Odio taurológico
Por Jorge Arturo Diaz Reyes 08 de septiembre del 2014
Incitar al odio y la violencia contra grupos
o personas por su origen, raza, religión, pensamiento, gustos... es un
agravante de cualquier crimen, pero también un crimen por sí mismo. La Unión
Europea ha instado a luchar contra esta "lacra" y a incluirla como
delito en los códigos penales.
Algunos paises lo hacen, otros no. No hay
unanimidad en el mundo, porque la discusión jurídica es honda y toca el derecho
a la libre expresión, pero es indispensable mantenerla para una sociedad
multicultural globalizada, en la cual el uso del odio y sus horrorosas
consecuencias, tan viejo como la civilización, en lugar de disminuir aumenta.
Pues en esta esta época superpoblada y
ultracompedida, es un discurso fácil para captar adeptos, lanzar campañas, beneficiar
intereses, empujar causas. Exime de argumentos ir a los instintos, excitarlos.
Rotular, despreciar, discriminar, befar al otro, al diferente; injuriarlo,
agredirlo, eliminarlo.
La guerra santa desatada en Bogotá contra los
toros por el alcalde Petro, ha abundado en esto. Las injurias públicas desde
sus líneas a los aficionados como, sádicos, bárbaros, borrachos, pervertidos,
torturadores, asesinos, han obtenido la respuesta que perseguían, ahondar el
enfrentamiento, agudizar la contradicción, aumentar la intolerancia mutua.

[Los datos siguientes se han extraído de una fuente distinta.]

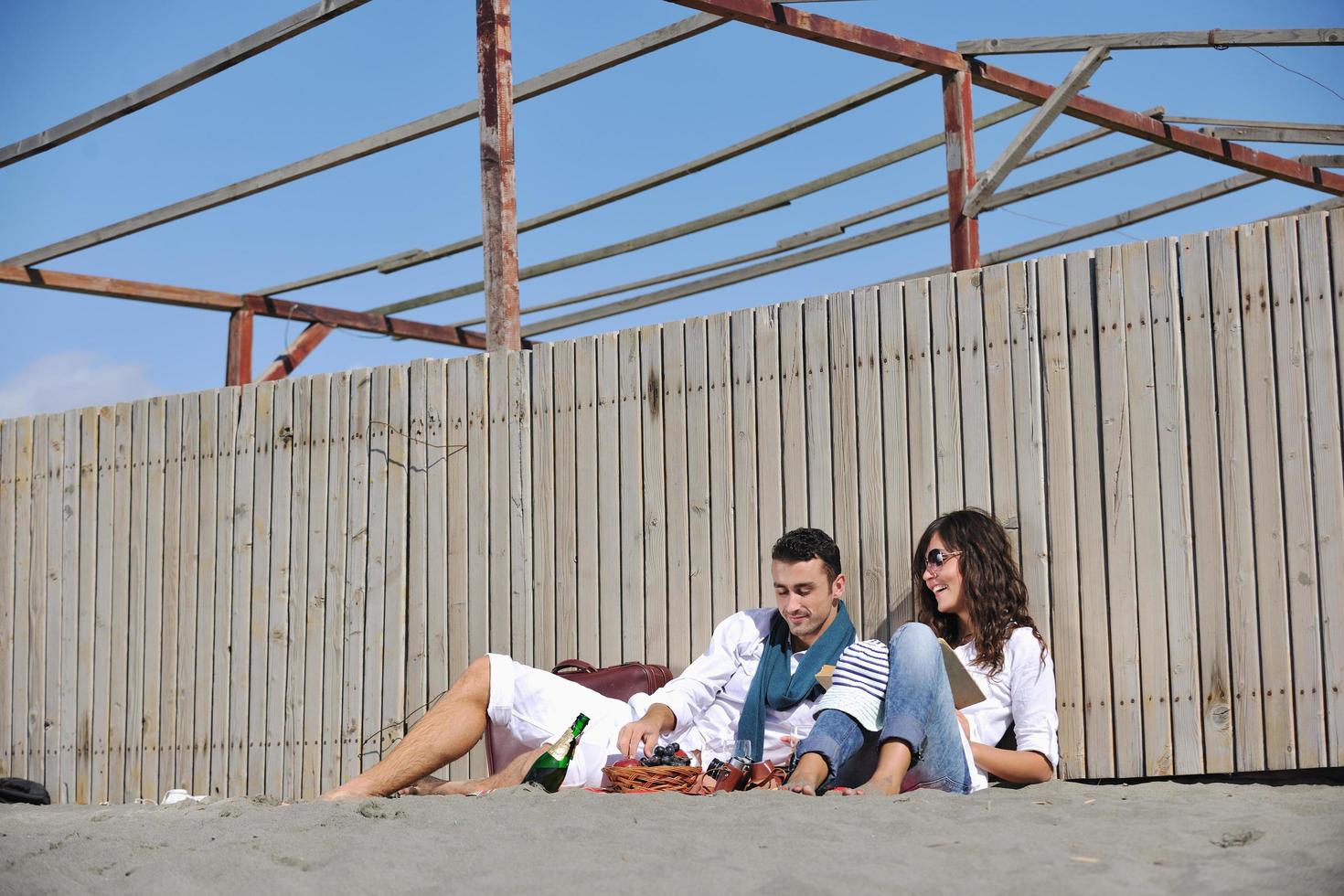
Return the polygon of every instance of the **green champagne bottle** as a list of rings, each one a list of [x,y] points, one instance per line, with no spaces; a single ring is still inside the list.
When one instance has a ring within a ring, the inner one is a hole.
[[[579,746],[579,737],[583,735],[583,728],[587,727],[589,719],[582,712],[570,729],[560,735],[555,744],[536,758],[532,767],[527,770],[527,775],[523,778],[524,785],[540,785],[543,790],[548,794],[554,794],[564,783],[564,772],[570,767],[570,758],[574,756],[574,750]]]

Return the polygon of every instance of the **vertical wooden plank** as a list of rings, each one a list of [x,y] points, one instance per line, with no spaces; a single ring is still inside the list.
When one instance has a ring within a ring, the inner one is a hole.
[[[9,756],[13,735],[13,639],[15,622],[15,455],[19,420],[0,420],[0,775],[13,776]]]
[[[1116,774],[1144,774],[1138,596],[1134,578],[1132,407],[1125,351],[1125,289],[1120,249],[1097,250],[1097,355],[1101,376],[1102,506],[1106,513],[1106,592],[1116,700]]]
[[[914,553],[910,532],[910,426],[905,285],[879,286],[879,356],[882,363],[882,478],[886,482],[887,627],[895,631],[915,618],[909,563]],[[890,634],[888,631],[888,634]]]
[[[364,583],[364,688],[360,695],[359,767],[374,766],[387,747],[394,733],[384,728],[387,713],[383,712],[383,665],[384,650],[392,639],[387,630],[388,579],[387,579],[387,494],[390,490],[388,441],[391,438],[388,412],[388,368],[375,367],[370,371],[368,426],[364,429],[368,441],[368,566]]]
[[[985,305],[981,271],[957,271],[954,363],[961,382],[961,463],[968,506],[992,508],[989,408],[985,390]]]
[[[755,416],[755,312],[743,309],[730,317],[732,344],[732,505],[737,609],[762,606],[761,520],[757,508],[761,485],[757,478]],[[771,588],[773,592],[773,588]]]
[[[531,351],[532,359],[532,618],[535,665],[550,669],[556,661],[559,619],[556,614],[555,517],[559,513],[555,447],[555,359],[546,343]],[[569,658],[569,654],[559,657]]]
[[[38,446],[38,458],[44,467],[44,552],[34,556],[34,568],[42,570],[42,619],[36,614],[32,617],[35,626],[44,629],[40,635],[46,645],[46,658],[39,666],[42,676],[42,700],[32,704],[32,711],[38,717],[38,736],[42,743],[42,774],[35,776],[47,785],[54,801],[60,801],[65,793],[60,763],[60,472],[65,466],[65,418],[59,414],[44,414],[46,439]],[[39,638],[34,631],[34,642]],[[31,715],[30,715],[31,717]],[[30,739],[32,733],[30,732]]]
[[[323,791],[323,681],[324,653],[328,649],[327,613],[327,514],[331,502],[328,476],[331,469],[331,382],[329,373],[309,376],[296,384],[294,419],[297,451],[294,455],[296,482],[306,489],[300,502],[294,496],[296,563],[290,571],[293,592],[290,606],[302,617],[302,641],[296,633],[292,647],[290,680],[297,681],[292,692],[296,704],[286,709],[293,717],[294,754],[290,760],[294,775],[294,795],[313,799]],[[337,524],[339,528],[339,524]],[[302,560],[302,567],[297,559]],[[293,618],[293,617],[292,617]],[[335,646],[340,638],[332,638]]]
[[[579,595],[586,591],[594,598],[597,596],[595,578],[586,580],[579,574],[579,502],[589,502],[597,496],[594,493],[581,498],[578,490],[577,437],[581,411],[575,391],[575,340],[552,344],[555,376],[555,656],[560,660],[578,657],[581,639],[594,647],[589,656],[595,657],[598,639],[597,621],[591,617],[582,622],[589,631],[581,634],[579,630]],[[589,369],[590,379],[591,375],[593,371]],[[591,570],[594,576],[595,571],[594,564]]]
[[[289,680],[289,645],[293,642],[293,625],[290,622],[290,607],[293,600],[293,578],[290,575],[290,500],[296,489],[293,482],[294,469],[294,380],[284,379],[274,384],[271,391],[271,422],[270,429],[258,426],[257,439],[266,445],[267,466],[270,467],[270,508],[267,512],[267,566],[265,570],[263,586],[259,591],[253,591],[254,613],[263,615],[266,622],[261,626],[265,647],[265,703],[261,721],[261,736],[258,752],[262,760],[262,793],[273,797],[290,797],[292,790],[285,787],[285,705],[288,697]],[[259,420],[258,420],[259,422]],[[300,486],[306,500],[306,488]],[[259,555],[258,555],[259,557]],[[255,570],[254,570],[255,572]],[[261,610],[266,607],[265,610]],[[257,629],[257,619],[253,621],[253,631]],[[255,678],[254,678],[255,681]],[[255,699],[254,699],[255,700]],[[257,790],[257,785],[251,785]]]
[[[996,269],[988,269],[985,273],[992,270]],[[1051,548],[1050,604],[1054,609],[1050,653],[1055,662],[1055,692],[1059,711],[1059,767],[1056,774],[1059,778],[1068,779],[1087,775],[1083,727],[1082,619],[1079,617],[1078,586],[1078,513],[1074,504],[1075,454],[1068,360],[1070,321],[1064,294],[1063,257],[1043,258],[1036,270],[1043,363],[1046,520],[1050,525]],[[993,304],[989,302],[991,282],[986,279],[985,283],[986,310],[993,309]],[[1008,306],[1007,286],[1005,271],[1003,279],[1005,312]],[[997,294],[997,287],[995,287],[995,294]],[[986,340],[989,340],[988,334]],[[1091,363],[1090,357],[1087,363]],[[991,375],[992,382],[993,375]],[[991,400],[991,410],[995,406],[996,402]],[[997,482],[996,477],[996,486]],[[1043,625],[1040,619],[1036,622]]]
[[[1193,520],[1189,505],[1189,431],[1185,418],[1185,357],[1176,283],[1176,242],[1148,243],[1153,373],[1157,398],[1157,455],[1161,476],[1163,556],[1167,586],[1167,645],[1171,668],[1172,771],[1204,771],[1200,715],[1198,617],[1195,610]]]
[[[345,656],[345,576],[349,555],[349,501],[353,493],[351,458],[351,415],[355,407],[351,373],[332,373],[327,399],[327,504],[325,504],[325,568],[321,578],[323,600],[323,728],[321,728],[321,786],[327,791],[340,785],[344,776],[344,713],[345,676],[353,672],[353,661]]]
[[[169,770],[169,778],[173,782],[172,787],[181,787],[195,794],[199,793],[192,790],[196,755],[196,689],[202,684],[208,682],[208,678],[198,678],[196,658],[200,652],[210,650],[198,638],[200,606],[198,604],[196,588],[202,556],[200,480],[204,467],[204,457],[202,457],[200,450],[199,394],[181,396],[179,416],[177,449],[180,462],[177,497],[175,505],[171,505],[177,513],[180,533],[177,536],[177,552],[175,557],[177,578],[173,583],[173,587],[177,590],[177,656],[176,666],[172,672],[176,684],[172,695],[167,697],[167,701],[173,704],[173,713],[176,716],[173,763]],[[169,435],[172,435],[171,429]],[[164,587],[168,587],[167,582]]]
[[[668,665],[681,669],[691,652],[691,502],[685,422],[685,325],[663,324],[664,465],[667,469]]]
[[[75,688],[79,674],[79,552],[81,552],[81,510],[79,501],[79,412],[66,411],[62,420],[60,458],[60,674],[59,674],[59,735],[60,762],[60,802],[77,802],[75,776],[75,735],[78,716],[75,715]],[[52,799],[55,801],[55,798]]]
[[[11,771],[28,776],[28,590],[32,572],[32,439],[34,418],[19,418],[15,427],[15,514],[13,514],[13,673],[8,747]],[[40,578],[40,575],[38,576]]]
[[[1265,763],[1269,768],[1296,768],[1278,396],[1274,388],[1266,224],[1261,222],[1239,227],[1236,236],[1246,363],[1246,423],[1250,435],[1255,600],[1261,637],[1261,693],[1265,708]]]
[[[934,445],[938,462],[938,513],[966,505],[961,457],[961,377],[957,347],[957,286],[954,275],[941,274],[929,282],[929,316],[933,324]]]
[[[863,579],[863,619],[859,629],[875,638],[891,637],[888,618],[886,470],[883,469],[882,334],[878,287],[853,294],[853,386],[856,412],[859,541],[849,551],[851,570]],[[857,564],[855,566],[855,562]],[[851,582],[852,579],[847,579]]]
[[[219,395],[198,392],[190,402],[187,423],[187,443],[196,454],[199,478],[195,485],[196,523],[194,527],[194,553],[185,555],[181,564],[183,590],[196,607],[196,627],[188,633],[194,654],[191,665],[184,668],[184,678],[192,684],[191,727],[187,732],[190,754],[180,778],[181,786],[194,794],[214,793],[210,778],[211,755],[211,670],[215,661],[215,582],[219,578],[220,563],[215,556],[215,529],[218,527],[216,500],[219,493]],[[101,488],[99,488],[101,492]],[[188,506],[190,497],[184,496]],[[187,524],[191,527],[192,524]],[[184,543],[184,548],[185,548]],[[101,560],[99,560],[101,562]],[[227,564],[223,564],[227,566]],[[222,649],[222,646],[220,646]],[[179,658],[187,654],[179,652]],[[188,712],[188,707],[180,708]]]
[[[617,333],[621,427],[621,660],[644,652],[644,438],[640,411],[640,337]]]
[[[387,540],[383,548],[383,570],[387,584],[383,591],[383,700],[379,727],[386,732],[384,744],[391,746],[391,737],[406,732],[405,719],[407,711],[423,703],[423,697],[415,704],[407,703],[406,685],[409,662],[411,661],[411,642],[407,641],[407,584],[406,584],[406,490],[407,459],[411,431],[410,420],[410,384],[407,382],[406,365],[398,364],[387,368]],[[423,545],[423,541],[421,543]],[[418,545],[419,547],[419,545]],[[423,548],[419,547],[422,551]],[[419,646],[415,647],[423,662],[423,610],[419,611],[421,625],[417,629]],[[421,673],[423,676],[423,673]],[[421,678],[423,681],[423,677]],[[423,685],[421,685],[423,688]],[[366,731],[364,736],[370,733]],[[366,750],[372,747],[368,744]],[[380,751],[387,755],[387,748]]]
[[[1129,390],[1129,447],[1133,469],[1134,586],[1138,595],[1140,688],[1144,717],[1144,768],[1169,775],[1172,760],[1171,670],[1167,654],[1167,570],[1163,555],[1163,505],[1157,455],[1157,382],[1153,365],[1148,250],[1121,249],[1125,372]]]
[[[859,427],[855,402],[855,326],[853,293],[831,297],[831,458],[835,493],[835,540],[843,563],[851,572],[845,578],[845,604],[860,638],[872,634],[867,627],[867,588],[862,570],[859,529]],[[886,598],[882,600],[886,607]]]
[[[491,359],[473,355],[466,367],[466,539],[468,578],[473,600],[468,615],[470,656],[478,657],[493,647],[491,622],[495,617],[495,591],[491,587]],[[500,458],[505,469],[508,463]],[[507,613],[507,611],[505,611]],[[470,774],[485,774],[485,758],[476,751],[469,758]]]
[[[802,351],[802,302],[780,305],[780,431],[785,532],[808,525],[808,377]]]
[[[1310,422],[1316,525],[1321,583],[1321,695],[1325,704],[1322,764],[1344,764],[1344,613],[1336,583],[1344,582],[1344,469],[1340,446],[1340,330],[1344,329],[1344,215],[1304,215],[1298,220],[1302,263],[1302,329],[1306,352],[1306,407]],[[1333,242],[1331,242],[1333,239]],[[1333,286],[1331,265],[1333,263]]]
[[[718,621],[726,619],[738,609],[732,343],[728,314],[714,314],[706,320],[706,352],[710,376],[710,606]],[[828,451],[827,461],[829,459]],[[827,470],[829,476],[829,463]]]
[[[246,600],[251,613],[247,626],[247,689],[245,690],[245,707],[247,713],[246,727],[246,762],[249,794],[267,793],[266,782],[266,744],[269,740],[269,680],[266,677],[266,664],[270,645],[270,559],[281,551],[280,545],[271,544],[271,488],[274,470],[271,469],[271,455],[274,445],[276,395],[280,388],[288,386],[288,380],[281,383],[257,384],[257,422],[253,430],[253,504],[251,504],[251,587],[245,588]],[[284,486],[281,486],[282,489]],[[288,548],[288,545],[286,545]],[[237,610],[237,607],[235,607]],[[235,647],[237,649],[237,647]]]
[[[938,453],[933,419],[938,395],[934,394],[933,380],[930,287],[927,278],[905,286],[911,543],[938,516]],[[919,609],[913,607],[911,611],[918,613]]]
[[[605,583],[599,579],[598,498],[605,489],[598,480],[598,340],[574,341],[574,490],[577,545],[577,619],[579,657],[602,657],[605,615],[598,613]],[[569,657],[566,657],[567,660]]]
[[[251,420],[255,412],[254,391],[242,388],[228,388],[216,392],[216,447],[218,455],[218,497],[215,500],[215,599],[214,599],[214,669],[211,673],[212,690],[210,697],[210,793],[223,797],[238,793],[230,787],[228,767],[234,755],[234,727],[230,713],[233,664],[234,664],[234,529],[238,519],[238,505],[235,497],[245,496],[242,528],[247,528],[247,519],[251,510],[247,501],[251,500],[251,477],[249,476],[245,490],[238,490],[238,426],[243,420],[246,411]],[[208,408],[207,408],[208,410]],[[251,423],[249,423],[249,427]],[[246,611],[246,604],[242,606]],[[239,645],[237,653],[245,653]]]
[[[784,533],[784,434],[780,420],[780,309],[766,305],[755,309],[755,387],[757,402],[757,580],[761,602],[769,606],[774,594],[770,564],[765,562],[774,540]]]
[[[157,786],[149,794],[152,799],[163,799],[165,791],[179,786],[177,778],[177,652],[180,649],[179,635],[181,634],[181,594],[179,584],[181,575],[179,562],[181,559],[181,533],[184,520],[181,514],[181,416],[183,396],[172,395],[164,399],[164,470],[163,470],[163,544],[160,548],[160,591],[163,594],[163,614],[160,630],[163,631],[163,652],[159,657],[159,736],[155,739],[159,751],[159,767],[156,770]],[[146,674],[153,674],[152,668],[146,668]],[[190,704],[188,704],[190,705]]]
[[[431,686],[434,695],[446,690],[466,669],[466,664],[484,653],[485,627],[480,626],[481,637],[473,642],[473,626],[485,619],[487,607],[481,603],[482,591],[472,588],[470,540],[468,521],[470,519],[468,492],[468,400],[466,376],[468,360],[456,359],[446,363],[446,424],[444,443],[448,451],[448,674]],[[431,669],[433,672],[433,669]],[[466,756],[450,766],[456,778],[470,775],[472,760]]]
[[[442,649],[441,668],[448,670],[448,607],[444,600],[444,582],[439,578],[439,609],[442,613],[435,619],[430,610],[431,591],[429,588],[429,567],[431,556],[442,562],[445,527],[437,527],[438,540],[430,537],[430,528],[435,528],[435,521],[430,519],[430,488],[429,488],[429,451],[431,445],[442,445],[442,438],[434,438],[434,419],[429,410],[429,392],[433,390],[434,373],[442,372],[438,361],[418,360],[411,361],[407,369],[407,435],[406,443],[406,512],[402,514],[402,528],[405,541],[402,551],[406,557],[406,688],[401,709],[396,716],[402,719],[401,733],[405,733],[419,720],[429,699],[429,666],[434,660],[434,647]],[[442,391],[442,377],[438,377]],[[439,406],[442,407],[442,406]],[[442,451],[442,449],[437,449]],[[438,506],[444,502],[439,500]],[[388,521],[391,523],[391,521]],[[388,533],[391,535],[391,533]],[[388,539],[391,540],[391,539]],[[433,643],[434,634],[438,642]],[[433,645],[433,646],[431,646]]]
[[[1021,458],[1017,457],[1016,407],[1013,404],[1016,373],[1013,369],[1013,349],[1017,348],[1013,337],[1016,334],[1015,325],[1019,324],[1019,320],[1015,317],[1017,305],[1012,300],[1024,298],[1025,275],[1023,267],[1021,262],[1015,262],[1012,265],[995,265],[980,271],[980,286],[984,294],[981,309],[985,321],[985,396],[989,423],[988,443],[992,494],[991,504],[986,508],[1004,524],[1009,537],[1016,540],[1019,551],[1021,548],[1021,521],[1017,516],[1017,463]],[[1008,296],[1009,269],[1013,271],[1015,282],[1023,286],[1012,298]],[[962,275],[958,274],[958,277]],[[1059,283],[1062,287],[1062,277]],[[957,297],[958,302],[961,302],[960,281]],[[1019,560],[1021,559],[1019,556]],[[1038,595],[1031,596],[1036,598]],[[1032,610],[1032,615],[1035,615],[1035,610]],[[1036,617],[1036,623],[1047,627],[1048,634],[1048,619]]]
[[[536,664],[532,615],[532,396],[531,356],[508,355],[508,481],[509,481],[509,607],[513,617],[512,656]]]
[[[1255,531],[1251,521],[1251,463],[1247,427],[1246,357],[1236,234],[1208,236],[1210,302],[1214,306],[1214,357],[1218,384],[1218,435],[1223,457],[1223,545],[1232,637],[1232,735],[1236,770],[1265,768],[1261,705],[1259,618],[1255,607]]]
[[[281,782],[280,793],[285,799],[300,799],[304,776],[304,746],[310,736],[305,729],[305,695],[304,678],[308,673],[308,564],[309,564],[309,508],[313,506],[310,490],[313,450],[313,380],[301,377],[290,380],[292,398],[289,412],[289,564],[286,567],[288,582],[285,588],[285,618],[286,638],[284,654],[284,712],[278,739],[281,742]],[[323,414],[325,416],[325,406]],[[277,461],[284,453],[285,430],[277,430]],[[277,463],[277,467],[280,465]],[[320,505],[319,505],[320,506]],[[324,514],[325,521],[325,514]],[[278,528],[278,527],[277,527]],[[278,537],[278,535],[277,535]],[[276,600],[276,582],[271,580],[271,600]],[[277,621],[271,619],[271,649],[274,652],[274,627]],[[274,653],[271,653],[274,656]],[[274,680],[274,669],[269,670]],[[270,767],[266,768],[267,776]]]
[[[113,621],[113,525],[116,517],[116,408],[98,408],[98,535],[97,580],[93,594],[93,728],[89,756],[89,802],[101,803],[110,795],[110,716],[112,716],[112,621]],[[22,455],[20,455],[22,458]],[[17,477],[17,472],[16,472]],[[15,488],[17,489],[17,478]],[[16,492],[22,496],[22,492]],[[17,508],[16,508],[17,509]],[[17,535],[17,532],[16,532]],[[17,555],[16,555],[17,559]],[[17,607],[16,607],[17,610]],[[17,613],[15,615],[17,619]],[[15,633],[17,635],[17,631]],[[19,674],[15,662],[13,674]]]
[[[831,476],[831,312],[825,296],[802,302],[806,373],[808,525],[836,532]],[[711,408],[712,414],[712,408]],[[718,541],[715,541],[718,544]]]
[[[1312,437],[1306,406],[1306,347],[1302,333],[1302,281],[1297,222],[1269,222],[1271,329],[1282,447],[1284,544],[1292,638],[1293,719],[1297,767],[1325,760],[1325,705],[1321,700],[1321,617],[1316,578],[1316,506],[1312,500]],[[1328,330],[1327,330],[1328,332]]]
[[[691,580],[691,656],[710,643],[714,631],[714,541],[710,504],[710,359],[703,317],[685,324],[685,477]],[[801,420],[800,420],[801,426]]]
[[[509,426],[508,426],[508,355],[493,352],[488,357],[488,407],[489,424],[485,437],[489,439],[489,493],[497,498],[509,492]],[[512,592],[509,590],[509,508],[508,501],[489,502],[489,557],[491,557],[491,650],[493,653],[513,653],[512,637]],[[523,660],[521,657],[515,657]]]
[[[23,704],[27,725],[27,778],[50,783],[47,778],[46,711],[47,711],[47,541],[50,540],[50,510],[47,492],[51,482],[48,446],[51,443],[50,415],[40,414],[32,420],[32,541],[28,553],[28,695]],[[59,531],[58,531],[59,537]],[[59,656],[59,642],[51,645]],[[22,654],[20,654],[22,656]],[[54,763],[52,763],[54,766]],[[56,772],[52,767],[52,774]]]
[[[1093,258],[1070,253],[1064,259],[1068,351],[1073,387],[1073,431],[1078,508],[1078,595],[1082,618],[1083,720],[1087,731],[1087,775],[1116,775],[1110,676],[1110,622],[1106,609],[1106,555],[1102,512],[1101,399],[1097,383],[1098,322],[1093,301]],[[1058,680],[1058,678],[1056,678]]]
[[[349,780],[364,768],[364,737],[374,733],[364,725],[364,692],[371,685],[364,680],[364,635],[368,613],[370,555],[370,493],[372,466],[372,402],[374,372],[368,368],[349,372],[349,466],[345,474],[345,582],[344,622],[345,643],[341,697],[341,766],[340,779]],[[382,696],[382,695],[379,695]]]
[[[663,330],[657,324],[638,329],[640,438],[644,446],[644,654],[649,662],[668,662],[667,587],[667,476],[665,407],[663,400]]]
[[[94,638],[97,635],[95,617],[95,590],[98,584],[98,408],[86,407],[79,411],[79,467],[78,467],[78,501],[79,501],[79,549],[78,549],[78,576],[79,576],[79,641],[75,649],[75,802],[87,805],[93,797],[93,678],[94,678]],[[13,505],[7,505],[4,494],[4,465],[3,453],[12,447],[7,446],[4,434],[0,433],[0,617],[4,615],[5,596],[4,588],[12,587],[12,578],[7,574],[12,571],[12,562],[5,563],[4,552],[13,545],[11,537],[5,537],[4,517],[8,513],[12,520]],[[12,461],[11,461],[12,462]],[[12,469],[12,467],[11,467]],[[12,497],[13,474],[9,474],[9,488]],[[110,500],[110,496],[109,496]],[[8,510],[5,509],[8,506]],[[11,610],[12,613],[12,610]],[[8,627],[0,618],[0,650],[8,637]],[[8,697],[7,669],[8,657],[0,656],[0,720],[7,717],[5,699]],[[0,760],[5,758],[5,746],[0,743]]]
[[[1218,441],[1218,391],[1214,376],[1214,306],[1208,281],[1207,235],[1183,236],[1179,275],[1189,422],[1189,504],[1195,553],[1195,604],[1199,621],[1200,717],[1204,770],[1232,771],[1231,666],[1227,583],[1223,566],[1222,446]]]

Sacar el debate de lo racional a lo visceral.
Entonces han sonado también con encono,
desde las trincheras de los “prohibidos”, las recriminiciones a su pasado
insurgente, a las tragedias que produjo la guerra en que participó (y continúa),
y la descalificación en globo de toda su gestión como alcalde, para
complacencia de muchos rivales políticos suyos, tan o más antitaurinos que él.
Colombia lucha hoy por la paz, por el cese
del rencor, por hallar una salida civilizada de su inveterada guerra, se cree
con derecho a esa ilusión. El fomento del odio ideológico, en este caso del odio
taurológico, va en contravía, no importa
que se haga con el pretexto de la paz animal.